The memory word address is read from index register 3. The address is
in canonical form.

The %assign/ar/d variation reads the delay from an integer register that
is given by the <delayx> value. This should not be 3 or the <bit> index,
of course, since these registers contain the word address and the value.

The %assign/ar/e variation uses the information in the thread
event control registers to determine when to perform the assign.
%evctl is used to set the event control information.

* %assign/av <array-label>, <delay>, <bit> (XXXX Old definition)
* %assign/av/d <array-label>, <delayx>, <bit> (XXXX Old definition)
* %assign/av/e <array-label>, <bit> (XXXX Old definition)

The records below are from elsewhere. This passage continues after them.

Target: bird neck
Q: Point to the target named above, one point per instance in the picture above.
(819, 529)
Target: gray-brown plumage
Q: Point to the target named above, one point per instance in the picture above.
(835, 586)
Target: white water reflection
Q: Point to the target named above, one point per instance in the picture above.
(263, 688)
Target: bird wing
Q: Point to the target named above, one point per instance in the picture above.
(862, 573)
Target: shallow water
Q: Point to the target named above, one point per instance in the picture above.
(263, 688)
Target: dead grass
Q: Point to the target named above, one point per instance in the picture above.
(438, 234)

The %assign/av instruction assigns a vector value to a word in the
labeled array. The <delay> is the delay in simulation time to the
assignment (0 for non-blocking assignment) and the <bit> is the base
of the vector to write.

The width of the vector is retrieved from index register 0.

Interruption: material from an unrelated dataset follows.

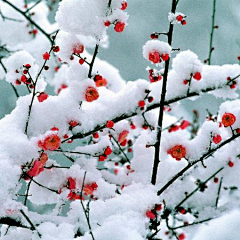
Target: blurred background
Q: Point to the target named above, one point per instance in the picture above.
(125, 49)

The base of a part select is retrieved from index register 1.

The address of the word in the memory is from index register 3. The
address is canonical form.

The %assign/av/d variation reads the delay from an integer register that
is given by the <delayx> value. This should not be 0, 1 or 3, of course,
since these registers contain the vector width, base part select and
word address.

The %assign/av/e variation uses the information in the thread
event control registers to determine when to perform the assign.
%evctl is used to set the event control information.

* %assign/v0 <var-label>, <delay>, <bit> (XXXX Old description)
* %assign/v0/d <var-label>, <delayx>, <bit> (XXXX Old description
* %assign/v0/e <var-label>, <bit> (XXXX Old description)

The %assign/v0 instruction is a vector version of non-blocking
assignment. The <delay> is the number of clock ticks in the future
where the assignment should be schedule, and the <bit> is the base of
the vector to be assigned to the destination. The vector width is in
index register 0.

The %assign/v0/d variation gets the delay instead from an integer
register that is given by the <delayx> value. This should not be 0, of
course, because integer 0 is taken with the vector width.

The %assign/v0/e variation uses the information in the thread
event control registers to determine when to perform the assign.
%evctl is used to set the event control information.

The <var-label> references a .var object that can receive non-blocking
assignments. For blocking assignments, see %set/v.

* %assign/v0/x1 <var-label>, <delay>, <bit>
* %assign/v0/x1/d <var-label>, <delayx>, <bit>
* %assign/v0/x1/e <var-label>, <bit>

This is similar to the %assign/v0 instruction, but adds the index-1
index register with the canonical index of the destination where the
vector is to be written. This allows for part writes into the vector.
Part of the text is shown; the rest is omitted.